In William Faulkner’s As I Lay Dying, the trauma of Addie’s death is taking it’s toll on every character that the reader is introduced to. While each character is also dealing with their own personal trauma’s at the time, the addition of Addie’s death and burial arrangements, produces stress between the character’s themselves and the internal conflict each of them faces. Doctor Peabody words, “That’s what they mean by the love that passeth understanding: that pride, that furious desire to hide that abject nakedness which we bring here with us, … carry stubbornly and furiously with us into the earth again.” (Faulkner, 46) excellently exhibits the thematic notion of the novel, covering the collective trauma of Addie’s death. The particular situation Peabody is referring to is Jewel refusing to show up to Addie’s bedside before her passing even though he’s her favorite although he’s a brat. The social family dynamic of As I Lay Dying is as Addie describes “we had had to use one another by words like spiders dangling by their mouths from a beam, swinging and twisting and never touching” (Faulkner, 172). Addie’s metaphor allows the reader to have a double context to it; it can be seen as a collective trauma that the character’s experience due to their family situation or it can be introspective for each character’s dilemmas (Dewey Dell’s pregnancy, Darl’s World War I shell shock, etc). While Faulkner’s novel could easily be argued as primarily collective trauma, the individual scenarios that the character’s have as underlying emotions seem to more than just white noise in the event of Addie’s death. In fact, the build up from each of the character’s situations allows for Addie’s death to be the collective event of the novel that weaves them all together as the spider web analogy that Addie herself created.

In contrast, Dorothy Allison’s Two or Three things I Know for Sure can be seen as solely an individual trauma novel right off the surface.
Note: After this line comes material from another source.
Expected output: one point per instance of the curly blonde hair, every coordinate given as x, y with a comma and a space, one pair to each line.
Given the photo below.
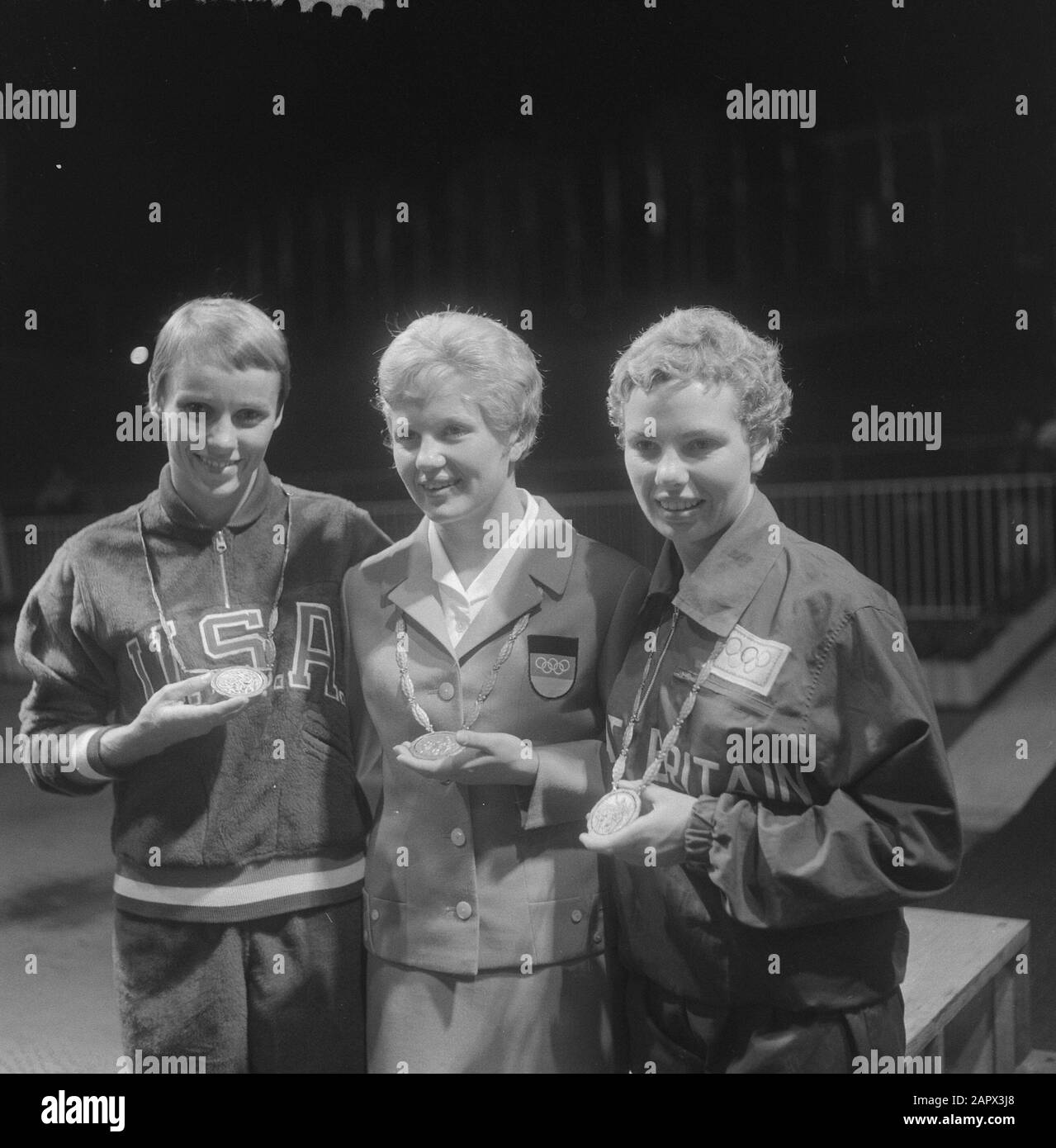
705, 344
Nonetheless, Allison’s inclusion of the traumatic events that the women in her family also had to endure, adds a collective dynamic to her novel; allowing it to also be seen as every woman’s story. The juxtaposition between Allison’s poetic language that primarily covers the entirety of the novel and her direct language that is used for the explicit individual trauma should be the primary example that Two or Three things I Know for Sure is also a collective trauma. Allison’s memoir includes poetic language such as “Love was a mystery. Love was a calamity. Love was a curse that had somehow skipped me,... Sex was the country that I had been dragged into as a unwilling girl - sex, and the madness of the body. For all that it could terrify and confuse me, sex was something I had assimilated. Sex was a game or a weapon or an addiction. Sex was familiar. But love - love was another country.” (Allison, 55); however, Allison reveals her abuse by saying, “The man raped me. It’s the truth. It’s a fact. I was five, and he was eight months married to my mother.” (Allison, 39). The language in Allison’s novel various between depicting collective or individual trauma. For example, Allison plainly depicts her mother’s death as plainly as, “My mother died at midnight on a Saturday” (Allison, 12); while the language is direct as her abuse, her mother’s death is viewed as a collective trauma for her and her sisters as they all “become Mama” (Allison, 16). The collective web of stories that Allison ties together of the women in her family and all the trauma they endured, allows for her memoir to be seen as every woman’s story.

Different definitions and understandings of trauma made possible by representing traumatic experience as collective and as individual phenomena also depend on the genre of the novels. Trauma is strongly correlated to truth in the reader’s eyes about the trauma that the author is relaying. When a reader goes into a novel knowing it is fiction, they are able to displace themselves from the situation even though they are capable of relating to particular situations. However, when a reader begins a novel that is labeled as non fiction, they are expecting the entirety of the novel to be truth spewing from the author’s finger tips. Thus, truth is a strong correlating factor between As I Lay Dying and Two or Three Things I Know for Sure due to the fact that Faulkner’s story is fiction and Allison’s is a memoir. The viewpoint of trauma varies based on the genre due to the fact that with fiction, typically the reader is experiencing the trauma alongside the character so the trauma is almost more raw than a nonfiction story where the trauma is obviously experienced in the past. Although most authors draw their stories from their personal experiences and a fictional story may hit close to a reader’s heart, a nonfiction novel is expected to be pure truth, thus, the trauma is viewed through a skewed lens on the reader’s behalf.